If you miss the #3 water bus you can take the 4.1 or the 4.2 which are both circular routes that run from the railroad station to Murano stopping at Fondamente Nove, San Zaccaria (close to Piazza San Marco and the Doge’s palace), San Michele the Cemetery island, and a dozen other stops.
If you’re adventurous you could hop off at the Cimitero stop and explore the cemetery for a bit.
I’ve heard you can find some interesting old graves and vaults on the island as well as the church of San Michele.
If you’re on the 4.1 or 4.2 the Murano stops are Colonna and Faro. I like to get off at Colonna and stroll my way to the center parts of the island eventually making my way on foot to the Faro stop.
If you find your self far from the railroad station then make your way to the San Zaccaria stop to take the 4.1 or 4.2. Or you can make your way to the Fondamente Nove stop and catch the #3. 4.1., 4.2, or 12.
If you’re around the train station then take the 4.1 or 4.2 to Fondamente Nove and transfer to the #12 to Burano, if you want to go to Torcello stay on the vaporetto after the Burano stop and get off on Torcello.

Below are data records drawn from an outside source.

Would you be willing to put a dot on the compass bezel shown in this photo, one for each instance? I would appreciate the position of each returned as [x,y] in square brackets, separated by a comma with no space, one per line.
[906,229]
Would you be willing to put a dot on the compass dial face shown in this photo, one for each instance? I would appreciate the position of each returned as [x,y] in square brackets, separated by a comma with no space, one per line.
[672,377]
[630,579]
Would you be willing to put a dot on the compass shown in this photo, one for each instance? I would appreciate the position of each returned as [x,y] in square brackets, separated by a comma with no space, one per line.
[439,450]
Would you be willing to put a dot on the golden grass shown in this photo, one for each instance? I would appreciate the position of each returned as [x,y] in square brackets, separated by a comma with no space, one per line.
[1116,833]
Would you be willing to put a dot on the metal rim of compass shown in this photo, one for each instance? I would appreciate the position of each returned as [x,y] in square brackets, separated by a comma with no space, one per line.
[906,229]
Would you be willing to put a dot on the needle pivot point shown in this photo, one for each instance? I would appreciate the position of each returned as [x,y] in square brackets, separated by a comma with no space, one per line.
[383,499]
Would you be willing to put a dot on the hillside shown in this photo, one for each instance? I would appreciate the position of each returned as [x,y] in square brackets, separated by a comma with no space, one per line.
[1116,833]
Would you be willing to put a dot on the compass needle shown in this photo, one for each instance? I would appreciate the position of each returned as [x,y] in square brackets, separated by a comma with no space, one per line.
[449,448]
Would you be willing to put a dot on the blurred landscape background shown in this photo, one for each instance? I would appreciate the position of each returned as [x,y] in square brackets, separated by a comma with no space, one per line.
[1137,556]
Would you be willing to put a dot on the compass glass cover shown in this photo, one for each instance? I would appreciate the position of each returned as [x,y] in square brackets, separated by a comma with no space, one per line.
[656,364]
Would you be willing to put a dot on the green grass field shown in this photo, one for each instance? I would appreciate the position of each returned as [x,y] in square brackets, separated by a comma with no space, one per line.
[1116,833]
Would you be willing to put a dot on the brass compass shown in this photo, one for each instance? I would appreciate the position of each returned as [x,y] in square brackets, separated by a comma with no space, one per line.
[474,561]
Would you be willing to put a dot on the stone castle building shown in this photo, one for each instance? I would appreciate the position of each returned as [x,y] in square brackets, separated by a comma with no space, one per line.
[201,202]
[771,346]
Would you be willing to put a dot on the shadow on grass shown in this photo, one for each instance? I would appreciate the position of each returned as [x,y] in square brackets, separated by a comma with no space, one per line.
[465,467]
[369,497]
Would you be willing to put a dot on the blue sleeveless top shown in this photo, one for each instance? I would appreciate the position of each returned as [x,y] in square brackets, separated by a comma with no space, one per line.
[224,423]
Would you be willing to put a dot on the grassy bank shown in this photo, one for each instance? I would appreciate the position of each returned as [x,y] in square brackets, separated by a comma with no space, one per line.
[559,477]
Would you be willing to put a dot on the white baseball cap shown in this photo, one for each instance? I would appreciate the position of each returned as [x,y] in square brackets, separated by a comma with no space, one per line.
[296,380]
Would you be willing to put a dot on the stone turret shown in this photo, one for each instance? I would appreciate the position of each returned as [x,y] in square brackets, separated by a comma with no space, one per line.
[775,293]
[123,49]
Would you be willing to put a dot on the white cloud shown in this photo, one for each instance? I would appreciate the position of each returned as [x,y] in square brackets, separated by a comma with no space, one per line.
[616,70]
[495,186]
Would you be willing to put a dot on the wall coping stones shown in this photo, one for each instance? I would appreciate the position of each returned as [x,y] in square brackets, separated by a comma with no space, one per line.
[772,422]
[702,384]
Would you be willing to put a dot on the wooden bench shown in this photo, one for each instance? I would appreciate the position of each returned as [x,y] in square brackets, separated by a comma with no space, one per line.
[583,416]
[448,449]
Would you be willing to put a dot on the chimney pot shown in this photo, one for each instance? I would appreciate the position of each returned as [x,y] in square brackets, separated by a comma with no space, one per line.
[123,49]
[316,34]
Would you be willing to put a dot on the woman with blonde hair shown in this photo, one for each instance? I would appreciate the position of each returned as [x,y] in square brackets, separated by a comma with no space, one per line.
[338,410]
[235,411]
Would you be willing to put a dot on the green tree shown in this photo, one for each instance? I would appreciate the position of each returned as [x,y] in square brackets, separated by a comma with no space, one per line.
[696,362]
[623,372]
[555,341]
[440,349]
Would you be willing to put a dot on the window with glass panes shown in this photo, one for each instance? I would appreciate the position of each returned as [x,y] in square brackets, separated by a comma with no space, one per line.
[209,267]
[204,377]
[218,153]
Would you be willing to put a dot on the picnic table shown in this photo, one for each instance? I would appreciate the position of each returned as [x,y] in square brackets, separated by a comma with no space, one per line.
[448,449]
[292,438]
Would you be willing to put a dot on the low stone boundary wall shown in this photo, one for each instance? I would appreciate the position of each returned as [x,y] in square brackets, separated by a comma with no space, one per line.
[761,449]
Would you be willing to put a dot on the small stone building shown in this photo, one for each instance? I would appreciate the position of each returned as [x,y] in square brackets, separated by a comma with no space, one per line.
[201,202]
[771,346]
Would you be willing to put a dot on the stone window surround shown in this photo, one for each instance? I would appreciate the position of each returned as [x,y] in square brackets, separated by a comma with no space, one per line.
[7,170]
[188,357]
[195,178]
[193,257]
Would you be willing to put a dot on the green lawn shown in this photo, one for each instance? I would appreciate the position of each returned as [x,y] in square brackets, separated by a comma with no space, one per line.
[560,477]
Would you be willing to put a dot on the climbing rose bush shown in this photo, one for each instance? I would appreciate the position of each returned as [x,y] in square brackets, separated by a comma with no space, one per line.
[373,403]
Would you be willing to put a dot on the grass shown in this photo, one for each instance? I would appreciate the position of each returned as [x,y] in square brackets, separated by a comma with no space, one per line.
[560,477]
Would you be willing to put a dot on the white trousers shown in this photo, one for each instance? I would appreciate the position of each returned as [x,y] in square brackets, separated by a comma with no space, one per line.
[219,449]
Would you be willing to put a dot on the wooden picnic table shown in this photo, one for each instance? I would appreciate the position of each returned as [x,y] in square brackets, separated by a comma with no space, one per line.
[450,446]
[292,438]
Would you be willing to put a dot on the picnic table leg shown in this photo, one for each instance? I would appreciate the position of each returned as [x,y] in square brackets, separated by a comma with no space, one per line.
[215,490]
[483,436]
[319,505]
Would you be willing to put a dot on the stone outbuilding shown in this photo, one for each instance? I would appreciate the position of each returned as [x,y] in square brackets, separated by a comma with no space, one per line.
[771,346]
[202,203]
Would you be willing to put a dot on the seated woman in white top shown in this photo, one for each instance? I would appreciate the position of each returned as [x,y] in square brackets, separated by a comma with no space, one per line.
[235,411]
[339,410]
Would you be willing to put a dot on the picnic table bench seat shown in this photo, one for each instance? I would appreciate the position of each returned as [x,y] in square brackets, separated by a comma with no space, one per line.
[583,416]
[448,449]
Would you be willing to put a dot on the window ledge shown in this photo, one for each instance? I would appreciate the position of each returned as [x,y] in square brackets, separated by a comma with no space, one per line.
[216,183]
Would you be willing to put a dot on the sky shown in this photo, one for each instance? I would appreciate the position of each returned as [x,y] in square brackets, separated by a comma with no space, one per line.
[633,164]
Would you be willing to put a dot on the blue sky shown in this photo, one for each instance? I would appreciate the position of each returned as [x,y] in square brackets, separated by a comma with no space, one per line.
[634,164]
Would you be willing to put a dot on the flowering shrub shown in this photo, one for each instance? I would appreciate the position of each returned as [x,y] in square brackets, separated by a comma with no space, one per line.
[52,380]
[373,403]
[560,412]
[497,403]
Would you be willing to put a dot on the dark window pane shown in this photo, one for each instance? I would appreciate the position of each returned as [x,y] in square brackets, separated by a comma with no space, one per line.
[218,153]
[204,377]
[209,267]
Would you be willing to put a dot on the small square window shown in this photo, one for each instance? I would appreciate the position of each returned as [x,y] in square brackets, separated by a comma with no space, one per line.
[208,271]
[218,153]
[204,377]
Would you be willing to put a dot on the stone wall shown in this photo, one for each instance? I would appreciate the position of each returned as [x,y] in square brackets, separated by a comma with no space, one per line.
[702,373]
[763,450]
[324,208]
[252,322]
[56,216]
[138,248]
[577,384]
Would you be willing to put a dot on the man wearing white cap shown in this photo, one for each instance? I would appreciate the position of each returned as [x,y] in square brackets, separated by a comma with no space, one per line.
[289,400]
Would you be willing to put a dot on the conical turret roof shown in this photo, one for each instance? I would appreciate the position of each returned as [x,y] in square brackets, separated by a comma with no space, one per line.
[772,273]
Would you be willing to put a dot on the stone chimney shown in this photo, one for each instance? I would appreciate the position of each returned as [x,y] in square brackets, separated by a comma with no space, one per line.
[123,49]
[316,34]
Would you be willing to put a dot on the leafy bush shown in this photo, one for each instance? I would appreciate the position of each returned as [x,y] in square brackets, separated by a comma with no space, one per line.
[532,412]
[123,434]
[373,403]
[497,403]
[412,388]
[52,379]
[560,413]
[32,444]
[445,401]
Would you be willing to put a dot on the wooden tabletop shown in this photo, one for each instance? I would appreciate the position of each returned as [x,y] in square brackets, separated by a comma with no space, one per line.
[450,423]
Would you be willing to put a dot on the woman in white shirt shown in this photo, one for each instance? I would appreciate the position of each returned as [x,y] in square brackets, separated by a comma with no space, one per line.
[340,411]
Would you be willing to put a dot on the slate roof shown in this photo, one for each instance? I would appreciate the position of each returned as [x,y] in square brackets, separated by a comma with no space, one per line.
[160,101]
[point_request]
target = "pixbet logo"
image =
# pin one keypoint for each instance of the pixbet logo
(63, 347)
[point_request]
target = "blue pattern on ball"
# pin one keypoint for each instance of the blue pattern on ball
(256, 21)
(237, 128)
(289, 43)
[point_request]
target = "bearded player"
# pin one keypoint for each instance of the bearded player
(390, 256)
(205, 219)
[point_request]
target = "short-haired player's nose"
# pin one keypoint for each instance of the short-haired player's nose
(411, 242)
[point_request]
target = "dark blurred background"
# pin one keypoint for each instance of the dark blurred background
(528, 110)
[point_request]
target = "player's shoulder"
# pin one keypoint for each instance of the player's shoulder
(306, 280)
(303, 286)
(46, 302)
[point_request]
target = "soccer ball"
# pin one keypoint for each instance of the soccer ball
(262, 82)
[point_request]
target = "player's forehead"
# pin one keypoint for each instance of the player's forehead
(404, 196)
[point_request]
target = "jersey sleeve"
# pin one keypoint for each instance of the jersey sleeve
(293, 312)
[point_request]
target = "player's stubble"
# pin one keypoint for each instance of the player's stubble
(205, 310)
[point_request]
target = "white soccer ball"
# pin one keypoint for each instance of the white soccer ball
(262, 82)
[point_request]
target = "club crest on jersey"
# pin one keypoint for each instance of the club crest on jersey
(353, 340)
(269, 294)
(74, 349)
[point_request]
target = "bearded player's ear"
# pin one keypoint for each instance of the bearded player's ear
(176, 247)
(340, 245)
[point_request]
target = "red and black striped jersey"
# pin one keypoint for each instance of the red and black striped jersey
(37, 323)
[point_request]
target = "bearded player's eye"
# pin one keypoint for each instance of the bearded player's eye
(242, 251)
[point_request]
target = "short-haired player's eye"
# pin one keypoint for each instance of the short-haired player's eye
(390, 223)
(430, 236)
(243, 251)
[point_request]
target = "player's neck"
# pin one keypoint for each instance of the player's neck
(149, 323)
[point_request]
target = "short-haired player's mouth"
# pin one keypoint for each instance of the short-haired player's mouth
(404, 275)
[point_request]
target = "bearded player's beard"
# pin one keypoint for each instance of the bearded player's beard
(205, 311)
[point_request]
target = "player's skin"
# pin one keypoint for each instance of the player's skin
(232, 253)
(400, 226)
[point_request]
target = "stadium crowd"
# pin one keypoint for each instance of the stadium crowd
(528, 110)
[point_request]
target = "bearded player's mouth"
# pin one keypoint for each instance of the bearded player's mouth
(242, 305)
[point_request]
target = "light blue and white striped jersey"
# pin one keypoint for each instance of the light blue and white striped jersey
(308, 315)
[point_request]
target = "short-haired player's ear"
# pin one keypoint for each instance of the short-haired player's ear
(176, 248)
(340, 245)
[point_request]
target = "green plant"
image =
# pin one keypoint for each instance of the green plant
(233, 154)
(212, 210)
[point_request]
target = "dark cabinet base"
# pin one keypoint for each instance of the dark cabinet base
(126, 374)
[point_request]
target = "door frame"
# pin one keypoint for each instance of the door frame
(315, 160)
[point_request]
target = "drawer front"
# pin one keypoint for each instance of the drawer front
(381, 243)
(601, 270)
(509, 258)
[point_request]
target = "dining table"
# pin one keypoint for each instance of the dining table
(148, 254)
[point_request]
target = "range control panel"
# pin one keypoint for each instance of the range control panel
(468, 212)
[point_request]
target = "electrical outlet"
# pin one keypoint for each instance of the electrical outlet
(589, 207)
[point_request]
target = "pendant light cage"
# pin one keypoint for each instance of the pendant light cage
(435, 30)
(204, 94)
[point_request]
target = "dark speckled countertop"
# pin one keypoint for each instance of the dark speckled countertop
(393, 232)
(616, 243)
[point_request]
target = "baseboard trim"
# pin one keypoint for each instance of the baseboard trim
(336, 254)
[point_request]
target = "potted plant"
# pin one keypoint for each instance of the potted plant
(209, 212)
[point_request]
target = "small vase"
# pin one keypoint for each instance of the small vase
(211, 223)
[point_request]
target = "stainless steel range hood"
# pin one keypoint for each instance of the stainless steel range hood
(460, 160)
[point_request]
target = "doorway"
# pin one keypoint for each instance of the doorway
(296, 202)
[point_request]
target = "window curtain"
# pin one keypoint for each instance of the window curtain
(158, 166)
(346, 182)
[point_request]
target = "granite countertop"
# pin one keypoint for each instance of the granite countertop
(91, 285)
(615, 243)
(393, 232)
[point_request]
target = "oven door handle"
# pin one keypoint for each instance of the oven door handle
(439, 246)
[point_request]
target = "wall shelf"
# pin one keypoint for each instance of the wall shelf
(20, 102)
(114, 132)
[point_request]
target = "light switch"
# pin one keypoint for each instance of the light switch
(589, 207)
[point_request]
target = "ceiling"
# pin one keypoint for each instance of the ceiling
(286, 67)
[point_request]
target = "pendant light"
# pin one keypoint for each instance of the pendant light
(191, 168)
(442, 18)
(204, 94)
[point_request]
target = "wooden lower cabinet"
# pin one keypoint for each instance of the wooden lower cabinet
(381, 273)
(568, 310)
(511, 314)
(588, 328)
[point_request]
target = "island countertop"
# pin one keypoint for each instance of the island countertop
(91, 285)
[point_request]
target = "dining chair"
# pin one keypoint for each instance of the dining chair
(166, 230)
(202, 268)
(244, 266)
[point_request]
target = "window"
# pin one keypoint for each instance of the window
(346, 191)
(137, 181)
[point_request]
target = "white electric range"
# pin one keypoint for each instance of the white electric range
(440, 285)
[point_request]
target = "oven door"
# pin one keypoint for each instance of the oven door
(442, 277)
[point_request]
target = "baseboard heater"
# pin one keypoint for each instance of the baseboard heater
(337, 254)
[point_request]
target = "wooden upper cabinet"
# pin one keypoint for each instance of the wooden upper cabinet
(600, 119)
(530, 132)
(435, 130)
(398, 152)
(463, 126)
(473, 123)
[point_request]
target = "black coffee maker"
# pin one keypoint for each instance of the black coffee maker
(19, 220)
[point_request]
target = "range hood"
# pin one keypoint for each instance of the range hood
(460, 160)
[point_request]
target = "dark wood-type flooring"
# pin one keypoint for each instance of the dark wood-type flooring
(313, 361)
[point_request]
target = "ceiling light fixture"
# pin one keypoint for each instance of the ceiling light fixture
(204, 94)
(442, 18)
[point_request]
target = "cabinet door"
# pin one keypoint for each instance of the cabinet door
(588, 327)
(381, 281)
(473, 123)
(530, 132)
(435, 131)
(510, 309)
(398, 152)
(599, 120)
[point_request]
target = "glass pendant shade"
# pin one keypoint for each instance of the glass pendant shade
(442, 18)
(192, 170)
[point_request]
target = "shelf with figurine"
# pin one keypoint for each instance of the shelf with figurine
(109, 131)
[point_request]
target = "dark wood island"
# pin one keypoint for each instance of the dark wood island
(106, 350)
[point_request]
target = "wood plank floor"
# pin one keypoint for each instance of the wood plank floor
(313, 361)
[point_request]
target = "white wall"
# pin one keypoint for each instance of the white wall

If you’re on Murano then make your way to the Faro stop and hop aboard the #12. It will take you to Burano, the ride is about 30 minutes.
For a great view of Burano get off at the Mazzorbo stop and walk over the bridge to Burano. It’s a nice walk and a great introduction to the picturesque island of Burano.
The easiest and least crowded way to get back from Burano to the train station or even the Piazza San Marco area would be to take the #12 from the Burano stop heading towards Murano. Get off at the Faro stop in Murano and transfer to the #3. This gets you to the train station or Piazelle Roma. If you take the 4.1 or 4.2 it will take you to San Zaccaria, from there it’s a short walk to the Basilica or the Doge’s Palace.